Improve Standing in The “League Tables” in Various Industry Journals

An agency’s ranking in these probably depends more on the agency CEO having a good PR machine, or a regular golf outing with the editor of said publication. But I imagine there do need to be some revenue wins along the way to lend the whole thing some modicum of credibility – and the bigger the better I guess!!

Unfortunately though, in the long run, agencies and advertisers alike suffer when these scenarios play out. And I know there are more reasons – I just didn’t have time to write them all down!!

I’d be interested to hear why you think agencies go down this path, and what can be done to fix the problem?

8 thoughts on “Why do so many agencies take on revenue at the expense of profit?

  1. I generally agree, though taking on a brand that might be considered a loss leader could be a smart business move over the long term if it gives the Agency business advantages (e.g.
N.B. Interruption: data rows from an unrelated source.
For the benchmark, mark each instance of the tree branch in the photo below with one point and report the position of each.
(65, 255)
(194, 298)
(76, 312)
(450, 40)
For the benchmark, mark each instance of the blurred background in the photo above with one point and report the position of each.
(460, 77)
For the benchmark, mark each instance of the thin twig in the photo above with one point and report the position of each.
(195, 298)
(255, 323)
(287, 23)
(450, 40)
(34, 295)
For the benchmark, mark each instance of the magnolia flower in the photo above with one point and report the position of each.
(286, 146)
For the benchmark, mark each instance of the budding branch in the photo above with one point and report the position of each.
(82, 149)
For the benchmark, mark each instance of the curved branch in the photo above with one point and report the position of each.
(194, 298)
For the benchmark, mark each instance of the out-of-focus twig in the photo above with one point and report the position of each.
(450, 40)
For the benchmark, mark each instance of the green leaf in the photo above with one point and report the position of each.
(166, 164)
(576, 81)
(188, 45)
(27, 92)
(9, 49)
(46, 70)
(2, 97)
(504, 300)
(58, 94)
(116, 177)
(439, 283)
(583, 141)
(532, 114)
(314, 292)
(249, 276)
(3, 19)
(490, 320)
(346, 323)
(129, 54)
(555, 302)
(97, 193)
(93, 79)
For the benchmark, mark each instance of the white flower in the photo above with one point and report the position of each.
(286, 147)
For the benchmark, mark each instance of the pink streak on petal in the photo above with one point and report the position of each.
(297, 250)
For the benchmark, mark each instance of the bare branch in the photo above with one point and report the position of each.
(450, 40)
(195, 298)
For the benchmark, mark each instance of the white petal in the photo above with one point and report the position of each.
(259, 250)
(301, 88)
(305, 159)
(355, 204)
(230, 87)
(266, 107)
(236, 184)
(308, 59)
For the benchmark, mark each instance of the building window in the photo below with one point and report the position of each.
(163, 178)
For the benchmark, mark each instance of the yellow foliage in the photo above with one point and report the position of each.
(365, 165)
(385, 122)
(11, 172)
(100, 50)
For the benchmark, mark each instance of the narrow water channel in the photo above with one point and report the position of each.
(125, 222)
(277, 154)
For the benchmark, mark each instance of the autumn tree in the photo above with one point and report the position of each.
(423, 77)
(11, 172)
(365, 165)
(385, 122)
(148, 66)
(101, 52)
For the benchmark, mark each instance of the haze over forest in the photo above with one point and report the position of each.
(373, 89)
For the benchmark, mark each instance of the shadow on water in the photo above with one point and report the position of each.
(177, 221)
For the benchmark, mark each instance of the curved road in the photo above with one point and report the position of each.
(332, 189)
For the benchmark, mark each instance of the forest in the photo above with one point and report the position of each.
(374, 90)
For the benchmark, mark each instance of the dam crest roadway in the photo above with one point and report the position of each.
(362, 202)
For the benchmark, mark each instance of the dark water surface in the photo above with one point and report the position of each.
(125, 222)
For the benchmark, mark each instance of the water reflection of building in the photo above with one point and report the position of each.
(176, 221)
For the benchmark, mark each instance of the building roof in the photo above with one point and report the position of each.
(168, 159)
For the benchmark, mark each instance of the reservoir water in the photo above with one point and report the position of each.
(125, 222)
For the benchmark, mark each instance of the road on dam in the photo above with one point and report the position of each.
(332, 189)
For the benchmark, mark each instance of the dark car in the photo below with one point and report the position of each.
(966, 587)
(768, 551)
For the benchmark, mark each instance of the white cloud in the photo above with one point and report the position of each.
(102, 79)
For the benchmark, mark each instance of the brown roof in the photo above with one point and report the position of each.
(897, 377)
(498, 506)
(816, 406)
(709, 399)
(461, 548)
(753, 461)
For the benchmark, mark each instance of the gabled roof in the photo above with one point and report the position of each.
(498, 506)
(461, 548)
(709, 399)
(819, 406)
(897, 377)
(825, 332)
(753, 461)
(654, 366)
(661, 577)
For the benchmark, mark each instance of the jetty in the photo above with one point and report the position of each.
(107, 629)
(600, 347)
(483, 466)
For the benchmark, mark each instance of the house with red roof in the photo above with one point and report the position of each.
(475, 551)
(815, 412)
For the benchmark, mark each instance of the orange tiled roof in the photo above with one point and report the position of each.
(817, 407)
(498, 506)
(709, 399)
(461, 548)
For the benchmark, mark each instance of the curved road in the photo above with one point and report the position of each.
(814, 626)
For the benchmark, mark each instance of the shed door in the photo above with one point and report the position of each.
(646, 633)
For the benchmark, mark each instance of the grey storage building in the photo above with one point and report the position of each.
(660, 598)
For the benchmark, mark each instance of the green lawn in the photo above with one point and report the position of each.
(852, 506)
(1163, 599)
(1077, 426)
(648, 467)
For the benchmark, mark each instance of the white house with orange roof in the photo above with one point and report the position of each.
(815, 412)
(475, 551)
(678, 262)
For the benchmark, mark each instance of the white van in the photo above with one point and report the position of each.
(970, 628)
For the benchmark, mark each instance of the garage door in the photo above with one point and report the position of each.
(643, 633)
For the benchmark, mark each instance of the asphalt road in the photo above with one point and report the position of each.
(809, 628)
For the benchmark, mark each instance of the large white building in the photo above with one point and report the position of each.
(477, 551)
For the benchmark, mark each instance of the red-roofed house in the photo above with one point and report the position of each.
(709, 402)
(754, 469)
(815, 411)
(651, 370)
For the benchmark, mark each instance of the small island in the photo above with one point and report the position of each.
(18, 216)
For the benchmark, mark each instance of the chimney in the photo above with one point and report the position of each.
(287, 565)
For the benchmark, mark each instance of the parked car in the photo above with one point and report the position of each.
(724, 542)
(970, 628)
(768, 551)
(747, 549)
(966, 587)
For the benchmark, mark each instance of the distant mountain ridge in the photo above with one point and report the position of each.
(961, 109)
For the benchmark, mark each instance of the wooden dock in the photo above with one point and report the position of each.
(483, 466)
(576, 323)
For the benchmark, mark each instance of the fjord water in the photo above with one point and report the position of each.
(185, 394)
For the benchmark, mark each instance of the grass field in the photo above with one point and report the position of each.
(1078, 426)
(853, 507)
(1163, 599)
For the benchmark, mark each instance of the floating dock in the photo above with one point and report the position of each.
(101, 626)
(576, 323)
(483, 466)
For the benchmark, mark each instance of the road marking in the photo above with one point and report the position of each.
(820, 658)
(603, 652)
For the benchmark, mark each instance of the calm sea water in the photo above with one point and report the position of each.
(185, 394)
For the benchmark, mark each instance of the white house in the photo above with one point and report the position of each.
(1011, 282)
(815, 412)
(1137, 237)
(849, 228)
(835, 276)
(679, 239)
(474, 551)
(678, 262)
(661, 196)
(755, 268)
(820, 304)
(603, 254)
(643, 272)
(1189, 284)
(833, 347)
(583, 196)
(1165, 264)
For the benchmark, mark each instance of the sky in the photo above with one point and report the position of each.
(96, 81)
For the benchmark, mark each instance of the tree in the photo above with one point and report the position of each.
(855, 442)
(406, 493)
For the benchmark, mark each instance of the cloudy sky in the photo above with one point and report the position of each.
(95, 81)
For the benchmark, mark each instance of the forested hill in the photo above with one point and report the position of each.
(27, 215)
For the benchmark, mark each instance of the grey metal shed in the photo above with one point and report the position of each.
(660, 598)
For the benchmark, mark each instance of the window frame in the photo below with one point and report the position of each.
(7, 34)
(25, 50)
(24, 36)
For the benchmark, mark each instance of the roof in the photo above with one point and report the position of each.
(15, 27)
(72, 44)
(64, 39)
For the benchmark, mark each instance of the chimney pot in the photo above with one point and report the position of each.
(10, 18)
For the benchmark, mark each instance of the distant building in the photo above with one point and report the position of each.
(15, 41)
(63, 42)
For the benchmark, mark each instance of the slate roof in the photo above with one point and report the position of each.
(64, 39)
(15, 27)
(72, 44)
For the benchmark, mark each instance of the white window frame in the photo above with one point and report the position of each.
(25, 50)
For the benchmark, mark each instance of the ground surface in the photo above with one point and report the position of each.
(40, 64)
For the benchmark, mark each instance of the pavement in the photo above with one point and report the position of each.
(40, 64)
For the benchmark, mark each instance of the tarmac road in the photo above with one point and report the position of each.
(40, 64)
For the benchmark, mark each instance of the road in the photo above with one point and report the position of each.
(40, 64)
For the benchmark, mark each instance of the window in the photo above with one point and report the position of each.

Experience in key category, excellent creative, etc.) Managed well, it could be smart for the longer haul.

    1. Hi Michael, yes it is true that you could see the cost of serving the clients business as an investment in developing expertise and experience. Unfortunately I am not seeing this in most of the cases we are reviewing. In most cases the client was effectively bought with low fees to add to revenue with a vague hope of being able to increase the revenue over time. What do you think Nick?

      1. Hi Michael,
        Darren is right; it's almost a case of the agency thinking "let's just get the win, and we'll deal with the revenue shortfall later". Usually though, once that precedent is set, it's hard to claw back.
        I do agree with you there can be an excellent business case for taking on a loss leader client. The downside is you end up with a whole agency of loss leader clients by treating every new opportunity in that manner (like a shiny new toy), and not knowing when to to say enough is enough.
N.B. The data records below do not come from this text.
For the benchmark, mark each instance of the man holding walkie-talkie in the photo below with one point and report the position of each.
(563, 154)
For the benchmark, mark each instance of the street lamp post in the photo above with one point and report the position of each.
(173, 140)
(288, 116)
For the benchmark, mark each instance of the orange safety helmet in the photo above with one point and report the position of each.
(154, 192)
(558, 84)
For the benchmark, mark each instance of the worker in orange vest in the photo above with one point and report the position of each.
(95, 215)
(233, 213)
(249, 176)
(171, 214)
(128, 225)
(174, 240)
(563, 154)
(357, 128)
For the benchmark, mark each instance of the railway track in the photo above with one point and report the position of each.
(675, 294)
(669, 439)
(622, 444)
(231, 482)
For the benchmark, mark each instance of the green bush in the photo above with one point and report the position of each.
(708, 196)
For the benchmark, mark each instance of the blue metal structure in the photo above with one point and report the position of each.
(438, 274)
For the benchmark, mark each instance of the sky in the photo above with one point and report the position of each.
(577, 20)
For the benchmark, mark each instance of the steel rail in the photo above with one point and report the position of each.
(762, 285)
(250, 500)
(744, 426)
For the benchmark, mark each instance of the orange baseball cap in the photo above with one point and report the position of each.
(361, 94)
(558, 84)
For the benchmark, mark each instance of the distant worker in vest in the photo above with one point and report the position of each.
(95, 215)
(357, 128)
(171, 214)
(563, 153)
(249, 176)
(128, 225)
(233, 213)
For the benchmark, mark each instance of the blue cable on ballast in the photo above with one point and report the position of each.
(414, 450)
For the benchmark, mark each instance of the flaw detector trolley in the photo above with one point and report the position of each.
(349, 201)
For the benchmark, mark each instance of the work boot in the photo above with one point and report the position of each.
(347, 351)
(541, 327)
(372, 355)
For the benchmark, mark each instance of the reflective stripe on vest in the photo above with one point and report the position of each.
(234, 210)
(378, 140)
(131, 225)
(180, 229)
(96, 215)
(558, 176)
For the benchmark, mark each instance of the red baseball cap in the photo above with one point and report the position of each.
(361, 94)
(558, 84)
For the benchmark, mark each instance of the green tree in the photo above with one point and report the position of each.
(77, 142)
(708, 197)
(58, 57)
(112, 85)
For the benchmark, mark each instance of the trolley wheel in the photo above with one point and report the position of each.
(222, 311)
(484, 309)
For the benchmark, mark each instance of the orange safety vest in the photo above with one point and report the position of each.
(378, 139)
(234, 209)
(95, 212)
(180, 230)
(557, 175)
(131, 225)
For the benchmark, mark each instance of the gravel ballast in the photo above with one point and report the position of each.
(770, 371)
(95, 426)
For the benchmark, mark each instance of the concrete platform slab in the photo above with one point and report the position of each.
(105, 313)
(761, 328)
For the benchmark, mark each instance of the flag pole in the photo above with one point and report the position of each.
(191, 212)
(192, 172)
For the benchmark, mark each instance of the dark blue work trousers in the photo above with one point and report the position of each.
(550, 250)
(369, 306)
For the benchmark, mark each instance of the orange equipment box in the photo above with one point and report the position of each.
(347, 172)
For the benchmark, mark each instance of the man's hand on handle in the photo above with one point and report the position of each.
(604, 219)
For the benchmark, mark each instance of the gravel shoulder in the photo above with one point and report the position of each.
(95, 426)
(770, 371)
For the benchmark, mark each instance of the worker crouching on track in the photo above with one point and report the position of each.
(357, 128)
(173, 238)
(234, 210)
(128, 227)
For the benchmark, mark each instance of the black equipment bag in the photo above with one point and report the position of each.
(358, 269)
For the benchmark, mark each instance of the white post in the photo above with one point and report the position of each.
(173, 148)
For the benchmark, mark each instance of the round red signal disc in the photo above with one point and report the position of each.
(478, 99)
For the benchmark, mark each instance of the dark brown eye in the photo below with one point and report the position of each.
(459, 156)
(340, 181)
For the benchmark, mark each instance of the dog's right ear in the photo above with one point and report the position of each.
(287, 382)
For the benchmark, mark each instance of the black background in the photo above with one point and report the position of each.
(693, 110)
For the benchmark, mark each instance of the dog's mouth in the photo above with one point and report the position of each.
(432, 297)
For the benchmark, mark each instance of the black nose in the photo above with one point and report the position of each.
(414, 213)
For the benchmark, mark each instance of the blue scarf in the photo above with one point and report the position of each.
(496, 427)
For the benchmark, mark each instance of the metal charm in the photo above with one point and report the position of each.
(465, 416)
  2. Surely there is an element to revised remuneration models also being needed? Sure, 'buy' the big name accounts to begin with, but if we're doing our jobs well then we'll be growing their business as well as ours over time and should use this as a win-win opportunity.
    Perhaps the first year's remuneration = breaking even (or making a loss), but subsequent years remunerations = breaking even + performance based incentives partially linked to the agency 'success' (meeting client KPIs) and partially linked to client success (business growth)..
    I know this already happens in some cases but could be much more widespread.

    1. Hi Rebecca, the point is that often the marketers do not realise the agency is making a loss. They believe that the agency would only be accepting or proposing the level of remuneration if they were still making profit. This is what is driving down the perceived cost of advertising.

  3. Hi. Generally the reason agencies may drop their pants is:
    1. They fail to do due diligence on a client and get wrapped up in the pitch process, and the 'win'.
    2. They fail to understand their own costs of business, or fail to manage them appropriately, according to the needs of clients on various budgets
    3. They think a 'good brand name' client might attract other clients.
    4. The need to report to head office they are 'winning' business, and report on increasing revenues, forgetting about profit.
    5. The assume existing staff will just work longer hours to fill the void, and therefore 'profit' comes through double-dipping into ancillary head hours rather than into already allocated working hours.
    6. Agencies may take on a client if they give them the creative flexibility to showcase their ideas, and win awards.
    Flexible business arrangements, such as agency profit incentives for client business growth, is a way to take on a low budget client, which may be win-win. Clients however, usually baulk at such arrangements, worried that they may have to share success.

    1. All very good points Daryl. Thanks for the contribution. Nick, what do you think?

      1. Daryl, I think you're spot on, particularly your last point around clients concerned about sharing success and where the incentive payments might be found in their budgets. Advertising & Marketing should not be considered an overhead cost with a fixed budget, but rather a cost of sales, can vary as sales vary.